2. Motorboat engines are quite a remarkable invention. Typically you would want to keep water away from an engine, but the motor boat engine uses water to cool itself. That being said, the engines have a very bad PR image because they are noisy, dangerous and polluting. The idea of burning off hundreds of thousands of barrels of oil to clean up the mess seems like such a waste and just as environmentally devastating as the leak itself. I would propose to Johnson Outdoors, Inc. to create a motor that could separate the oil from water and then burn off the oil but instead of powering a propeller to pull around recreational water skiers, the engines would work as generators, turning the oil into electricity, which could be relayed back to shore via cables or battery boats.

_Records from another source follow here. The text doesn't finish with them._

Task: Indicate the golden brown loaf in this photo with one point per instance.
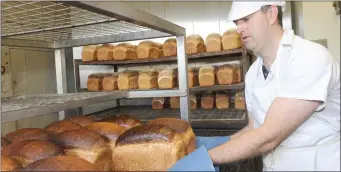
(94, 82)
(222, 101)
(231, 39)
(126, 121)
(167, 78)
(148, 49)
(227, 74)
(169, 47)
(110, 81)
(9, 164)
(148, 147)
(213, 42)
(193, 79)
(29, 151)
(158, 102)
(109, 131)
(81, 120)
(174, 102)
(26, 134)
(86, 144)
(207, 101)
(105, 52)
(124, 51)
(239, 100)
(181, 127)
(148, 79)
(61, 163)
(4, 142)
(195, 44)
(89, 53)
(193, 101)
(61, 126)
(207, 76)
(128, 80)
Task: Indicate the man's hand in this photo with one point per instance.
(284, 116)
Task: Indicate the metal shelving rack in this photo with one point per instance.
(63, 25)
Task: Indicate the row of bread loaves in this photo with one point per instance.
(122, 51)
(207, 101)
(128, 80)
(83, 144)
(163, 79)
(150, 50)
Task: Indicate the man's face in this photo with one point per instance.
(253, 30)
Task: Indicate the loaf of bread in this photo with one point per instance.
(9, 164)
(193, 101)
(174, 102)
(148, 147)
(167, 78)
(213, 42)
(181, 127)
(89, 53)
(222, 101)
(26, 134)
(110, 81)
(61, 163)
(158, 102)
(94, 82)
(239, 100)
(207, 76)
(61, 126)
(227, 74)
(195, 44)
(4, 142)
(193, 79)
(231, 40)
(125, 51)
(148, 49)
(81, 120)
(86, 144)
(126, 121)
(169, 47)
(207, 101)
(110, 131)
(105, 52)
(29, 151)
(148, 80)
(127, 80)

3. The third idea is to use an ancient and deadly element in the high seas: rice. Rice was once known as the most dangerous cargo to transport in wooden ships. Gold, for example, is heavy but nothing happens to it if it gets wet. Rice, however, is very expansive. When water leaked into the hull of a ship and soaked bags of rice, the grain swelled with such a force that it would rip the ship apart. Uncle Ben's Boil-in-Bag technology could be revamped here as Kevlar/sushi roll rice plugs. The dry rice packages would be stuffed into the riser pipe, opened enough to saturate with water and then the rice would expand and cut off the leak.

4. Of course BP will need a mascot to make a media spin on the situation...perhaps my Subby the Submarine can come to their rescue.